The 64-Bit edition performs MUCH better than its 32-Bit sibling (labeled "x86"), and in my experience the difference is like day and night.
That's not *completely* true. As far as I can tell, having studied the micro-architectures, the main speed improvement arrives in the floating point department. This is also true, bot not so much, for integer operations.
When you are computing floating point, especially in a situation where there is iterative calculation like playing a movie, 32 bits of precision doesn't cut it. Rounding errors quickly accumulate and you have only a few significant bits of computation and the rest becomes noise. To combat this developers use "double" types which, funnily enough, use double precision at 64 bit.

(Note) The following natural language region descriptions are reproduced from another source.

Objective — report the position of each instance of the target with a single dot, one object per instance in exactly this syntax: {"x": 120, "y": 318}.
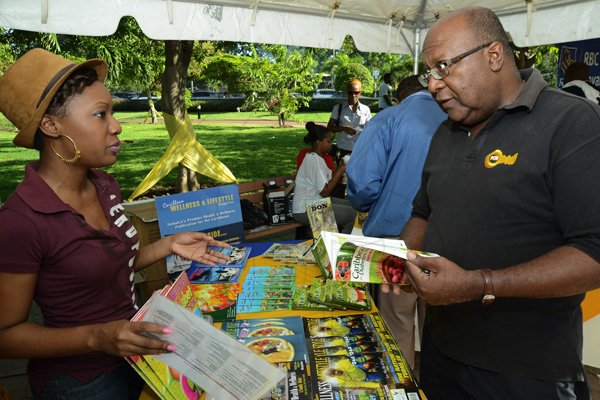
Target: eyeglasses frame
{"x": 435, "y": 70}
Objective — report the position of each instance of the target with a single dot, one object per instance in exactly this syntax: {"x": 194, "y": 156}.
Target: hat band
{"x": 52, "y": 81}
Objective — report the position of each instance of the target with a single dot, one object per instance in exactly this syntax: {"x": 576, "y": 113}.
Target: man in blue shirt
{"x": 384, "y": 174}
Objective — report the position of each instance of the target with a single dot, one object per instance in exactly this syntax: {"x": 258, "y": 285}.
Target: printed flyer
{"x": 215, "y": 211}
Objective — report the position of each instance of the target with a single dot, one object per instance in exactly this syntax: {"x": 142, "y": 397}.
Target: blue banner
{"x": 215, "y": 211}
{"x": 585, "y": 51}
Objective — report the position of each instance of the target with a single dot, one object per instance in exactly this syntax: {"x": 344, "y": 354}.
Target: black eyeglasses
{"x": 442, "y": 69}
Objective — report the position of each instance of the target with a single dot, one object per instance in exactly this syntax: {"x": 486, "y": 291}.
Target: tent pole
{"x": 417, "y": 51}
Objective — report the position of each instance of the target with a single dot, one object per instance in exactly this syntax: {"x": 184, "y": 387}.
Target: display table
{"x": 304, "y": 276}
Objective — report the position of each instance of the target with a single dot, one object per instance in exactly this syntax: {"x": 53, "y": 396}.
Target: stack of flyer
{"x": 205, "y": 359}
{"x": 220, "y": 273}
{"x": 365, "y": 259}
{"x": 356, "y": 357}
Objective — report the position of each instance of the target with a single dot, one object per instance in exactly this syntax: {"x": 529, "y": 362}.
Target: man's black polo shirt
{"x": 528, "y": 183}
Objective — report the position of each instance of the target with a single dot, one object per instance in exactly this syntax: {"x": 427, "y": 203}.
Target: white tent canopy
{"x": 393, "y": 26}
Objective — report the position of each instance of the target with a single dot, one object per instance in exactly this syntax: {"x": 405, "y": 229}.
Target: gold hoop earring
{"x": 77, "y": 155}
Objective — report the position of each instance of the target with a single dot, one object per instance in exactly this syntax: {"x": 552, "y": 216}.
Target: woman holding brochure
{"x": 315, "y": 180}
{"x": 66, "y": 242}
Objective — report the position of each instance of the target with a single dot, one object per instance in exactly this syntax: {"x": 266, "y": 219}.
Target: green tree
{"x": 351, "y": 71}
{"x": 135, "y": 61}
{"x": 273, "y": 78}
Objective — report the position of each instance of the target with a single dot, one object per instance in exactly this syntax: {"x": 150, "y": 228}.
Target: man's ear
{"x": 496, "y": 56}
{"x": 49, "y": 126}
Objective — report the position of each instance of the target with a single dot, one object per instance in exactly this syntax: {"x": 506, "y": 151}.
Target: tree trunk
{"x": 178, "y": 54}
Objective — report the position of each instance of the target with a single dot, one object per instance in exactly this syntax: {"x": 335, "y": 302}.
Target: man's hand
{"x": 439, "y": 281}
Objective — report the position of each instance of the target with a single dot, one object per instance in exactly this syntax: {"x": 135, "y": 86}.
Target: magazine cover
{"x": 356, "y": 356}
{"x": 215, "y": 211}
{"x": 299, "y": 254}
{"x": 260, "y": 327}
{"x": 296, "y": 385}
{"x": 267, "y": 289}
{"x": 217, "y": 299}
{"x": 320, "y": 216}
{"x": 275, "y": 338}
{"x": 367, "y": 259}
{"x": 229, "y": 272}
{"x": 167, "y": 382}
{"x": 319, "y": 252}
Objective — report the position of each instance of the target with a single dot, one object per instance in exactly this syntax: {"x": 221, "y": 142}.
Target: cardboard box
{"x": 142, "y": 214}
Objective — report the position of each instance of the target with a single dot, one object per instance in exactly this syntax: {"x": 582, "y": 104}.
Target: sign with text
{"x": 585, "y": 51}
{"x": 215, "y": 211}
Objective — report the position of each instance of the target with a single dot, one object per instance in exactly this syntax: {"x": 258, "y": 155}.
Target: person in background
{"x": 349, "y": 119}
{"x": 385, "y": 92}
{"x": 509, "y": 200}
{"x": 315, "y": 180}
{"x": 81, "y": 251}
{"x": 577, "y": 82}
{"x": 303, "y": 152}
{"x": 384, "y": 174}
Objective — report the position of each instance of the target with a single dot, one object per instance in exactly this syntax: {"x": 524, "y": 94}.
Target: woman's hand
{"x": 193, "y": 246}
{"x": 349, "y": 130}
{"x": 125, "y": 338}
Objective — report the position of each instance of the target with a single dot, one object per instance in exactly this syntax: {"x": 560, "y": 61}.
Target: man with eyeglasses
{"x": 509, "y": 199}
{"x": 349, "y": 118}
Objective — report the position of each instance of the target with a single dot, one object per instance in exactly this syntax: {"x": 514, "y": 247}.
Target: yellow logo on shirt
{"x": 497, "y": 158}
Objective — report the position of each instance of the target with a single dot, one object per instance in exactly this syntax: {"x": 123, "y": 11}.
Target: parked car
{"x": 124, "y": 95}
{"x": 205, "y": 94}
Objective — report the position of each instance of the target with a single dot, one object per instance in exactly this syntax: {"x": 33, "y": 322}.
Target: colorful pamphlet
{"x": 224, "y": 368}
{"x": 267, "y": 289}
{"x": 364, "y": 259}
{"x": 217, "y": 299}
{"x": 221, "y": 273}
{"x": 356, "y": 357}
{"x": 167, "y": 382}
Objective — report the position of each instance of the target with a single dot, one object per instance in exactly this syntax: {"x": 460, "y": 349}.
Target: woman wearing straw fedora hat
{"x": 66, "y": 242}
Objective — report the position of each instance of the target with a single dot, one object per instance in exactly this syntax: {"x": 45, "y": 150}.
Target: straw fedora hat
{"x": 28, "y": 86}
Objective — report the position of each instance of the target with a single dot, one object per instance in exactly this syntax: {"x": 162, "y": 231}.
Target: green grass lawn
{"x": 250, "y": 152}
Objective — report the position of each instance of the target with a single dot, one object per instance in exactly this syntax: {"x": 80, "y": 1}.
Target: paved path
{"x": 228, "y": 121}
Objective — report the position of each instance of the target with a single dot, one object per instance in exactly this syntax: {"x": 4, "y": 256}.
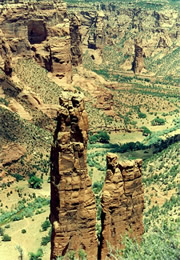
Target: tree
{"x": 36, "y": 256}
{"x": 6, "y": 237}
{"x": 35, "y": 182}
{"x": 158, "y": 121}
{"x": 146, "y": 131}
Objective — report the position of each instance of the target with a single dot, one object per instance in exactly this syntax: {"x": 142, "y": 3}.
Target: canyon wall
{"x": 39, "y": 29}
{"x": 117, "y": 25}
{"x": 73, "y": 207}
{"x": 122, "y": 203}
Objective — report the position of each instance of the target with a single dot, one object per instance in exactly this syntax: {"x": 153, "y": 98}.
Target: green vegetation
{"x": 158, "y": 121}
{"x": 146, "y": 131}
{"x": 24, "y": 209}
{"x": 46, "y": 239}
{"x": 36, "y": 256}
{"x": 6, "y": 238}
{"x": 45, "y": 225}
{"x": 35, "y": 182}
{"x": 23, "y": 231}
{"x": 101, "y": 137}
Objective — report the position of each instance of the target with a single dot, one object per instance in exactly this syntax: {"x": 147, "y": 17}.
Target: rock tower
{"x": 73, "y": 207}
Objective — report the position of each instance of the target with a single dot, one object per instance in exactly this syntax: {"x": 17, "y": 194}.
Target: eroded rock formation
{"x": 41, "y": 30}
{"x": 138, "y": 63}
{"x": 73, "y": 208}
{"x": 122, "y": 203}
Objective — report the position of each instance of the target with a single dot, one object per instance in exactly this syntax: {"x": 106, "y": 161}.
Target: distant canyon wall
{"x": 157, "y": 30}
{"x": 73, "y": 205}
{"x": 42, "y": 30}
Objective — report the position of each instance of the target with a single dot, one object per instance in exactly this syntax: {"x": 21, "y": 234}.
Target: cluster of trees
{"x": 101, "y": 137}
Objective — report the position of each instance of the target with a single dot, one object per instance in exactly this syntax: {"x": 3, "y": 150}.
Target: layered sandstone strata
{"x": 122, "y": 203}
{"x": 73, "y": 207}
{"x": 39, "y": 29}
{"x": 138, "y": 63}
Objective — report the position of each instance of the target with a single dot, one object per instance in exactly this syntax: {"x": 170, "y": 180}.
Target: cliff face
{"x": 138, "y": 63}
{"x": 40, "y": 30}
{"x": 73, "y": 207}
{"x": 122, "y": 203}
{"x": 105, "y": 25}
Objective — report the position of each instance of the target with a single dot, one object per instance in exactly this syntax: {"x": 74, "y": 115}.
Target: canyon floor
{"x": 134, "y": 115}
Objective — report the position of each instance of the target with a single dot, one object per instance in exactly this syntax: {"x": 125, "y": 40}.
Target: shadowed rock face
{"x": 122, "y": 203}
{"x": 40, "y": 30}
{"x": 73, "y": 207}
{"x": 138, "y": 63}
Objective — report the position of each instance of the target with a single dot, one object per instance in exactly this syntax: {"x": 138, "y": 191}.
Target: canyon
{"x": 68, "y": 72}
{"x": 73, "y": 206}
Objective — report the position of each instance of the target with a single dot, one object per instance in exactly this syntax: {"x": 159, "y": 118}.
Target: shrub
{"x": 158, "y": 121}
{"x": 45, "y": 225}
{"x": 97, "y": 187}
{"x": 46, "y": 239}
{"x": 7, "y": 226}
{"x": 36, "y": 256}
{"x": 35, "y": 182}
{"x": 82, "y": 254}
{"x": 23, "y": 231}
{"x": 101, "y": 136}
{"x": 142, "y": 115}
{"x": 1, "y": 231}
{"x": 6, "y": 237}
{"x": 146, "y": 131}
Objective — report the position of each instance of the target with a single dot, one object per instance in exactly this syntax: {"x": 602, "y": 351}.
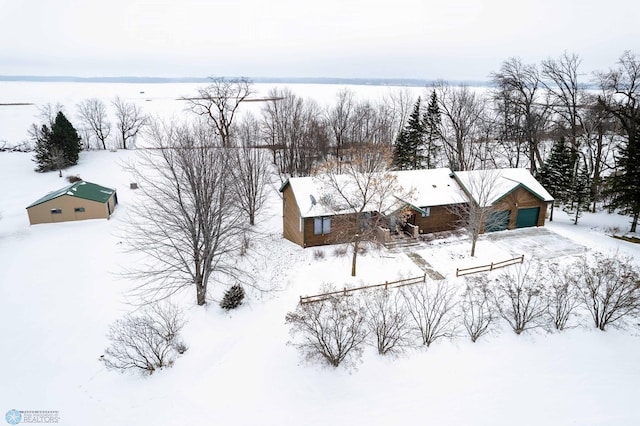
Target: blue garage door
{"x": 497, "y": 221}
{"x": 527, "y": 217}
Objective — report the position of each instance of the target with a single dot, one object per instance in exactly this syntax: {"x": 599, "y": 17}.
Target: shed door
{"x": 498, "y": 221}
{"x": 527, "y": 217}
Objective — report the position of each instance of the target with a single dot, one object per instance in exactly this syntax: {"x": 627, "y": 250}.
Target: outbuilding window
{"x": 321, "y": 225}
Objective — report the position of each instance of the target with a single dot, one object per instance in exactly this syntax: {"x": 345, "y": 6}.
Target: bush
{"x": 340, "y": 251}
{"x": 609, "y": 289}
{"x": 146, "y": 340}
{"x": 478, "y": 313}
{"x": 387, "y": 320}
{"x": 332, "y": 330}
{"x": 233, "y": 297}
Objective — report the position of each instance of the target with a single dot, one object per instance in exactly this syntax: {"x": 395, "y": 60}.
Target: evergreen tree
{"x": 578, "y": 193}
{"x": 56, "y": 147}
{"x": 556, "y": 174}
{"x": 624, "y": 188}
{"x": 432, "y": 130}
{"x": 407, "y": 152}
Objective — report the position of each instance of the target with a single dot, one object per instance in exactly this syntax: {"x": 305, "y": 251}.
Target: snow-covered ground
{"x": 60, "y": 289}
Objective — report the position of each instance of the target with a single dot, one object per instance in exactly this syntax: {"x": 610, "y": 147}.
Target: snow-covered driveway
{"x": 537, "y": 242}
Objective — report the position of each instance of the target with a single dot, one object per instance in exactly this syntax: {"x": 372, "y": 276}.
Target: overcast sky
{"x": 451, "y": 39}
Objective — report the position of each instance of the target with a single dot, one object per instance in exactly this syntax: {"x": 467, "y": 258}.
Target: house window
{"x": 321, "y": 225}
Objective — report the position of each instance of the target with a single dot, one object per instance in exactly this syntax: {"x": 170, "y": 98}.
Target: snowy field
{"x": 60, "y": 289}
{"x": 155, "y": 99}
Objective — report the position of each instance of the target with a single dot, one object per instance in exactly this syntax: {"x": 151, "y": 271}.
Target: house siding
{"x": 92, "y": 210}
{"x": 520, "y": 198}
{"x": 291, "y": 218}
{"x": 441, "y": 218}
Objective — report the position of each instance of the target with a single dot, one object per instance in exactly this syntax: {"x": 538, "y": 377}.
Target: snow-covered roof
{"x": 491, "y": 185}
{"x": 81, "y": 189}
{"x": 430, "y": 187}
{"x": 420, "y": 188}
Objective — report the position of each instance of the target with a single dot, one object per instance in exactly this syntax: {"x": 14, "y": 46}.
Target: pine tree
{"x": 56, "y": 147}
{"x": 432, "y": 123}
{"x": 556, "y": 174}
{"x": 624, "y": 190}
{"x": 407, "y": 152}
{"x": 578, "y": 193}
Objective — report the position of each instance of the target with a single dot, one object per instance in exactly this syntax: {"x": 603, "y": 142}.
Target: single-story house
{"x": 516, "y": 198}
{"x": 431, "y": 197}
{"x": 78, "y": 201}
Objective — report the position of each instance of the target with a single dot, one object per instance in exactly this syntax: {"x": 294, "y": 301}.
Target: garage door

This is bad for computation because for a 32 bit processor to compute an operation, like a multiply, on two 64 bit numbers, it has to dis-assemble the number. It then computes each 32 bit number and stitches everything back together. This takes 9 operations (on average) inside the processor instead of one.
If the code of the program is architecture aware then it will be able to detect at compile time what the target architecture is and decide whether it needs to use a float or double depending on the width of the architecture.
If however the code is poor then it will just use a double and not think twice about what architecture it is being deployed on. This means that on a 64 bit processor you will have 128 bit precision, which is always nice, but absolutely no speed improvement whatsoever.
In conclusion, code that is "processor aware" and "maths intensive" will run up to 9 times faster on a 64 bit processor. However, whilst most software these days can be considered "maths intensive", very little can be considered "processor aware".
It depends on the software you run but it can't slow you down at all.